Sur un marché de mieux en mieux structuré et présentant déjà un taux de rentabilité « à deux chiffres », selon ses opérateurs, le potentiel de développement reste donc élevé, tiré par une classe moyenne qui devrait s’élargir et être « fortement consommatrice en assurance », d’après Raymond Farhat, directeur général du pôle assurance de Saham (propriétaire notamment de Colina). Après s’être implanté en Angola, le groupe panafricain regarde avec insistance du côté du Nigeria, comme beaucoup d’autres compagnies étrangères. L’un de ses concurrents historiques en zone francophone, NSIA, l’a d’ailleurs précédé en reprenant mi-2011 Adic Insurance, auparavant propriété de Diamond Bank.

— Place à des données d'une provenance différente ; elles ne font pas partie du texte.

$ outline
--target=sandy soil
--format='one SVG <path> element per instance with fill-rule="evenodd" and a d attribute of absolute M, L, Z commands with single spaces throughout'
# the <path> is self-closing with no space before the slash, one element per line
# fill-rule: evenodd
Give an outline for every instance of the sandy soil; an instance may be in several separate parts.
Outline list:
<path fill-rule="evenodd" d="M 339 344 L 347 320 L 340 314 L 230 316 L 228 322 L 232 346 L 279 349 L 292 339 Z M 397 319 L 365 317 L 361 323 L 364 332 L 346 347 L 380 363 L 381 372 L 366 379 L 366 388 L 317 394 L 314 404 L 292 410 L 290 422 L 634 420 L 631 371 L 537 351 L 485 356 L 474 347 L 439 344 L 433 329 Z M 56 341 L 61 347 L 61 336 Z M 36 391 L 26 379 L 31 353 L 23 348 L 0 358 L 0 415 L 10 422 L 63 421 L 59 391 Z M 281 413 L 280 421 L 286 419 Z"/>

Sur un marché de mieux en mieux structuré et présentant déjà un taux de rentabilité « à deux chiffres », le potentiel de développement reste élevé.

Exemple

La réorganisation des banques nigérianes, dont certaines ont quitté ou pourraient quitter le secteur de l’assurance, crée des occasions importantes. « C’est certainement le meilleur moment pour investir dans le secteur », assure Rashidat Adebisi. Surtout si les compagnies savent faire preuve, dans un avenir proche, d’innovation et de créativité pour proposer des produits ainsi que des circuits de vente et de distribution adaptés aux tranches de population aux revenus les plus faibles. « Elles auront beaucoup à gagner en s’inspirant de l’exemple du secteur bancaire, qui a connu une forte croissance ces dernières années en travaillant vers les catégories sociales les moins favorisées, à commencer par les 70 % de ruraux », rappelle Fola Daniel, qui avoue suivre de très près les quelques initiatives de microassurance qui commencent à voir le jour à travers le pays.

Assureurs et banquiers collaborent déjà depuis quelques années au Nigeria pour développer ensemble la bancassurance. Mansard Insurance a ainsi tissé des liens depuis 2007 avec le néerlandais ING, et d’autres reprennent aujourd’hui l’idée, « qui devrait s’amplifier de façon importante dans les prochaines années, au Nigeria comme dans le reste du continent », prévoit Raymond Farhat.

Désormais en cours d’assainissement et fort de la confiance retrouvée d’une partie de sa clientèle, le secteur nigérian de l’assurance peut partir à la conquête de son marché domestique, avant de se lancer dans celle de la sous-région. Comme avant lui le secteur bancaire.